The video card was chosen for its high performance in most games at 1080p in medium/high quality, and low price point. While a GTX 1060 is significantly more powerful, it also costs twice as much. The added benefit of a GTX 1050Ti is that it does not require ATX power, as it draws all of its power from the PCI bus. This makes for a very clean build, and allows the 1050Ti to be used in very tight spaces from time to time.
System Change: If you come across a need for more graphical horsepower, you can easily upgrade to a GTX 1060 or 1070, with no need to change the system otherwise. If you want to run two video cards as one, you will need to upgrade the motherboard and power supply. You may also need to upgrade the case and fans as well.
Note: SLI is not supported by the GTX 1050Ti or GTX 1060. The only GTX 10XX series cards that support SLI are the 1070, 1080, 1080Ti, and Titan Xp.
The case was chosen for its competitive build quality, low price point, small size, and low weight.
System Change: Reasons for changing the case can be very hard to pin point. If you have a question about the compatibility of the case selected with an upgrade, please contact us.

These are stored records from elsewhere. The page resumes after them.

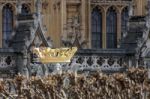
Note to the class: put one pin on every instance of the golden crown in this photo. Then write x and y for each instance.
(48, 55)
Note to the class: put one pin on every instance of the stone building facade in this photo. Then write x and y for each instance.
(59, 15)
(110, 34)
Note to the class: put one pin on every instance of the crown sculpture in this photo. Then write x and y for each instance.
(48, 55)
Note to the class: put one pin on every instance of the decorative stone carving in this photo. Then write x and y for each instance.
(7, 61)
(73, 32)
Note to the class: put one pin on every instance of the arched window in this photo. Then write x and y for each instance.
(7, 24)
(111, 28)
(25, 9)
(124, 20)
(96, 28)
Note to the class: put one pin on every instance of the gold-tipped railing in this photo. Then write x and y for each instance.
(48, 55)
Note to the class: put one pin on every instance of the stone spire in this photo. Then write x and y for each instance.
(148, 7)
(38, 7)
(19, 6)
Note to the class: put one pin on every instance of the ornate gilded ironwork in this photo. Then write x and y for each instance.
(48, 55)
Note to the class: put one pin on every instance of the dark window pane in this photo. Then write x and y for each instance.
(96, 28)
(124, 20)
(7, 24)
(25, 9)
(111, 28)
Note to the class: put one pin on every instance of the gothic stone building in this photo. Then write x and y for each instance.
(110, 34)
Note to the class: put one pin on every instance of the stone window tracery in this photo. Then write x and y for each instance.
(25, 9)
(96, 28)
(111, 26)
(124, 19)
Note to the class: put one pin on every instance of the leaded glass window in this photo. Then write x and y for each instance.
(25, 9)
(124, 18)
(96, 28)
(7, 24)
(111, 28)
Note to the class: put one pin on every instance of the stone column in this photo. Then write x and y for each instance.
(63, 17)
(83, 19)
(118, 26)
(104, 39)
(1, 32)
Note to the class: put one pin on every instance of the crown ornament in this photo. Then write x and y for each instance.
(59, 55)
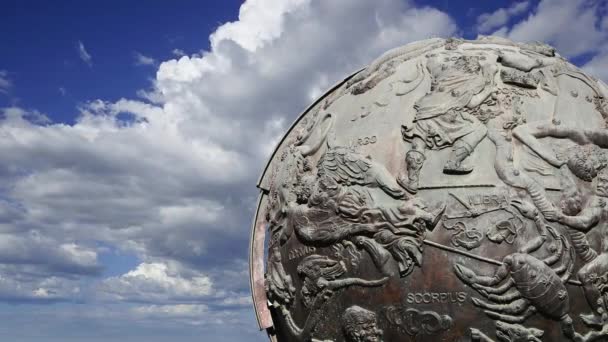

The power supply was chosen for its high build quality, low price point, small size, and low weight. The power supply is a bit overpowered for a 1050Ti rig, though the current wattage can sustain up to a GTX 1070. Upgrading the wattage will potentially make the fan run slower, creating less noise overall. A higher wattage PSU than necessary will also prolong the life of the unit, as it isn't being operated near peak load.
System Change: If you decide to upgrade any single major draw of power, you do not need to change the power supply. If you change multiple draws of power, you may need to upgrade the wattage on the power supply.